I want to present to you the first article from a series that I want to start — a series of articles about artists who see the urban environment around us in their own way and explore it through their creativity. Here is the work of a very unusual artist, drawing very unusual landscapes.
Cate Inglis is a modern Scottish landscape painter, and she lives in Glasgow. Her detailed paintings-drawings, painted with oil on wooden panels, explore the transience of the existence of built-up urban environment. Cate is focused on abandoned industrial buildings, and the special charm of her work lies in some chronicles of layers of dark structures, now unused and gradually collapsing.
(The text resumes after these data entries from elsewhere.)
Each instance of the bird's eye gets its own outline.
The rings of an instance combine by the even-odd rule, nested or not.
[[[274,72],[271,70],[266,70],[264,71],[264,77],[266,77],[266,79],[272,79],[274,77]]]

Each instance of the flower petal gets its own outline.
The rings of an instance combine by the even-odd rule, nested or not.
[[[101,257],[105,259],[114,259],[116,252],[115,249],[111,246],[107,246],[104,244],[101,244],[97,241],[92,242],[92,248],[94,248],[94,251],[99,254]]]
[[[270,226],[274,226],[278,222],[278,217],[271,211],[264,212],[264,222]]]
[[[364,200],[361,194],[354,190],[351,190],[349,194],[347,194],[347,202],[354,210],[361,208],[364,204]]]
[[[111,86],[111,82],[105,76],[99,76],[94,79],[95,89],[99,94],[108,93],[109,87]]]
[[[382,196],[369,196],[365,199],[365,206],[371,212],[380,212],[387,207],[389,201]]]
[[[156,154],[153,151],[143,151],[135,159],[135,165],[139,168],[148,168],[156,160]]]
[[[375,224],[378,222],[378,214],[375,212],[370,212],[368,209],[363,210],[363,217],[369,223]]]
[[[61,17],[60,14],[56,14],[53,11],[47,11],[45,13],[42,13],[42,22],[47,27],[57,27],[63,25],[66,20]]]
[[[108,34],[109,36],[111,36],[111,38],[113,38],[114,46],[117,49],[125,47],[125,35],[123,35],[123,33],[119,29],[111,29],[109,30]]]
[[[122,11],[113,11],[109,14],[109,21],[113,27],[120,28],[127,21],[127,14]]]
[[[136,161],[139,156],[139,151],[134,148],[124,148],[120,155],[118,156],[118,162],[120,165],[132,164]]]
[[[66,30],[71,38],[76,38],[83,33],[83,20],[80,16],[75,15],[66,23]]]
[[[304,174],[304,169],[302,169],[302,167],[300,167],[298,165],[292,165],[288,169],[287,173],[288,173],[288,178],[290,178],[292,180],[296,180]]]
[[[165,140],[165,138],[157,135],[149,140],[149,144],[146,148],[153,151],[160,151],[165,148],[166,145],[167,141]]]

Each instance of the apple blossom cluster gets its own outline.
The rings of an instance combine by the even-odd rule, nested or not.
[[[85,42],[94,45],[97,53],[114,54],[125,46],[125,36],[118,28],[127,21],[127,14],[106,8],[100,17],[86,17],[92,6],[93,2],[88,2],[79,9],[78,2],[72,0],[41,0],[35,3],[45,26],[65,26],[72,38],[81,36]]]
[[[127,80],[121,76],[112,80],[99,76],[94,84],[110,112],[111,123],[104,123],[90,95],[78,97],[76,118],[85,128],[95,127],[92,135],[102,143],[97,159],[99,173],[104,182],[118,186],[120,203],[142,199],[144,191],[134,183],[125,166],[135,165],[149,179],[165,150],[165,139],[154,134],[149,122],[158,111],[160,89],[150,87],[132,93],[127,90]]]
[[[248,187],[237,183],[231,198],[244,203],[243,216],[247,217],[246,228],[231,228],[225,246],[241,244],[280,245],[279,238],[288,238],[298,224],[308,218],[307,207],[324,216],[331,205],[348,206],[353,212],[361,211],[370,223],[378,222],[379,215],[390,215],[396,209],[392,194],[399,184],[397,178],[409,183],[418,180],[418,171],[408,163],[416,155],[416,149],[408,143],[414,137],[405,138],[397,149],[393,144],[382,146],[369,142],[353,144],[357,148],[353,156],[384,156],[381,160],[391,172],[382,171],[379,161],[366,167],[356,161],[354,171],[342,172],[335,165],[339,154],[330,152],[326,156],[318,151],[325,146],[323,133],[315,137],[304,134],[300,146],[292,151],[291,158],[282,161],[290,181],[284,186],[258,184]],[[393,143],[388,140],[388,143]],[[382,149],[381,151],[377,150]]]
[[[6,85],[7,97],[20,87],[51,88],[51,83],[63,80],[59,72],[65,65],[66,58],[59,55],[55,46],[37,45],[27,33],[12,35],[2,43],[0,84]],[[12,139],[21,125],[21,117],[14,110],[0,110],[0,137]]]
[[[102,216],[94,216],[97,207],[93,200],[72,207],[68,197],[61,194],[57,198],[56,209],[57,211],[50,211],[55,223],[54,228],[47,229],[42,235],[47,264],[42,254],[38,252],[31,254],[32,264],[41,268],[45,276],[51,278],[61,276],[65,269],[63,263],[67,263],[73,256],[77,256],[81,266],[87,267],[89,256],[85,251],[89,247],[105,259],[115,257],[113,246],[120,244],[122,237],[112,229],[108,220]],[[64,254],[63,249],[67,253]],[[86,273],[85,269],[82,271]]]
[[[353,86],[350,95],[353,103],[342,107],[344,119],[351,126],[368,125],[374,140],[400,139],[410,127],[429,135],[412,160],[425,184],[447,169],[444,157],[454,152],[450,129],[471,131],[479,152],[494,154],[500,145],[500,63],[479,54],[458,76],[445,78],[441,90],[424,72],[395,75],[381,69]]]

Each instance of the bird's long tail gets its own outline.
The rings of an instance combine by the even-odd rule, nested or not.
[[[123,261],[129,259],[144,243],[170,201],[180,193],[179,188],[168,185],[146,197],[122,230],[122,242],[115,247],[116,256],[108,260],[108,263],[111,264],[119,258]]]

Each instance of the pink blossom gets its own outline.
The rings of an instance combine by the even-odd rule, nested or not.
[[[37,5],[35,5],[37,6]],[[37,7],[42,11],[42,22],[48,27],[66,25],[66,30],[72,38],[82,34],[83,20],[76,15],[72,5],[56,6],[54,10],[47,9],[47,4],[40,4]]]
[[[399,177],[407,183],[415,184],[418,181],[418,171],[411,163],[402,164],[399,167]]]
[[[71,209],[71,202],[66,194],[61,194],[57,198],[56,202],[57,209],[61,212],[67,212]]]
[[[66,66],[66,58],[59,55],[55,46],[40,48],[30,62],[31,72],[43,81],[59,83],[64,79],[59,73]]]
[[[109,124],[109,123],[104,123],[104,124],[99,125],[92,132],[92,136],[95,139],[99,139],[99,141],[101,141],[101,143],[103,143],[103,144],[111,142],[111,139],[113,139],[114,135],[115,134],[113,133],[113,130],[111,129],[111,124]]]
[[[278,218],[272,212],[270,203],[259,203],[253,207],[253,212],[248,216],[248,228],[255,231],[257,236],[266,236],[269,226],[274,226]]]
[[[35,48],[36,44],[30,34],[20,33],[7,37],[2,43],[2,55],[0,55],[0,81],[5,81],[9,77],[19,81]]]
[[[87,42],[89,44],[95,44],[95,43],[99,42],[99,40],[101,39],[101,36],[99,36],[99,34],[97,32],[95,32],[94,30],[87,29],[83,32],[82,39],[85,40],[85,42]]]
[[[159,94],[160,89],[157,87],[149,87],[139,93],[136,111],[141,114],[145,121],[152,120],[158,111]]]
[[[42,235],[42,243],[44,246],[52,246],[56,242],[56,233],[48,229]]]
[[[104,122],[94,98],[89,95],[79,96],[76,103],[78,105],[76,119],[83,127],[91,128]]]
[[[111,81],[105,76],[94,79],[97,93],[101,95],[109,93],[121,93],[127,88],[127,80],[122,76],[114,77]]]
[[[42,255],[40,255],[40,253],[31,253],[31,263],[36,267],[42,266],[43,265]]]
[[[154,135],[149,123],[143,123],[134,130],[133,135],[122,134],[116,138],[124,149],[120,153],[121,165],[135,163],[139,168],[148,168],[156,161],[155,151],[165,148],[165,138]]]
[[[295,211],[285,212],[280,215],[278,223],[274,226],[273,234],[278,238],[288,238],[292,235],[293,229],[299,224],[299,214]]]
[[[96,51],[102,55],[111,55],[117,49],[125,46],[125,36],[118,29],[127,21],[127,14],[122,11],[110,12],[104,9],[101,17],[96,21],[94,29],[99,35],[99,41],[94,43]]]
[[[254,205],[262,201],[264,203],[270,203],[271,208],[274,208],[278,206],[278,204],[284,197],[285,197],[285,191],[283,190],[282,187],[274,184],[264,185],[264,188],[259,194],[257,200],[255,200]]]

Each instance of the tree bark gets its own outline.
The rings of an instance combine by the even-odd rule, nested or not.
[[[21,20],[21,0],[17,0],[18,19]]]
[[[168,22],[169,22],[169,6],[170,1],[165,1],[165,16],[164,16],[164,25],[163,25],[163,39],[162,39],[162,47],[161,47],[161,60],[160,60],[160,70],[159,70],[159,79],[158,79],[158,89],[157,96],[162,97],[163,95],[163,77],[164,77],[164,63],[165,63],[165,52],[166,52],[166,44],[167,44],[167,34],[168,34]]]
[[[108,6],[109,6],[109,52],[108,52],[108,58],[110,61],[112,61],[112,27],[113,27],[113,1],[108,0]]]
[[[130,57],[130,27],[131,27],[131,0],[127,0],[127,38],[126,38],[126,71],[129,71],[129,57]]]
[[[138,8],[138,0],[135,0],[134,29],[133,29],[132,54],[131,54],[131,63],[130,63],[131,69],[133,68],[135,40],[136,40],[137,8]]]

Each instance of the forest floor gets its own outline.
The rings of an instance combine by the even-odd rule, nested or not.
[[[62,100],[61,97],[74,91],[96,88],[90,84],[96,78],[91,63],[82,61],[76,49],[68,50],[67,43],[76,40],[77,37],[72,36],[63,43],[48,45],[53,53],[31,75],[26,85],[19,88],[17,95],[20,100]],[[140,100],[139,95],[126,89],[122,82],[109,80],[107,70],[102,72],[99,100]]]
Сate says: "My practice is related to the layers and structure of the urban landscape: the transience of the built environment in the relentless process of change. I'm looking for overgrown, abandoned places and wastelands where disappearing buildings are gradually being destroyed. Urban research is a key part of my practice, and recent work has included exploring the outskirts of urban areas. Dark, industrial facilities that are out of use. Structures left to collapse, overflowing with plant life."
Сate was born in Greenock in 1975 and graduated from Glasgow School of Art as a Bachelor of Arts in 1999. At first she worked as a designer, then continued her career as a freelance art teacher. Throughout this period, Cate continued her painting practice, and in 2013 she was awarded the RGI Armour Prize for landscape painting. Since 2013 she has been painting full-time.
Isn't it a wonderful work? As they say, learn to see beauty in everything around us.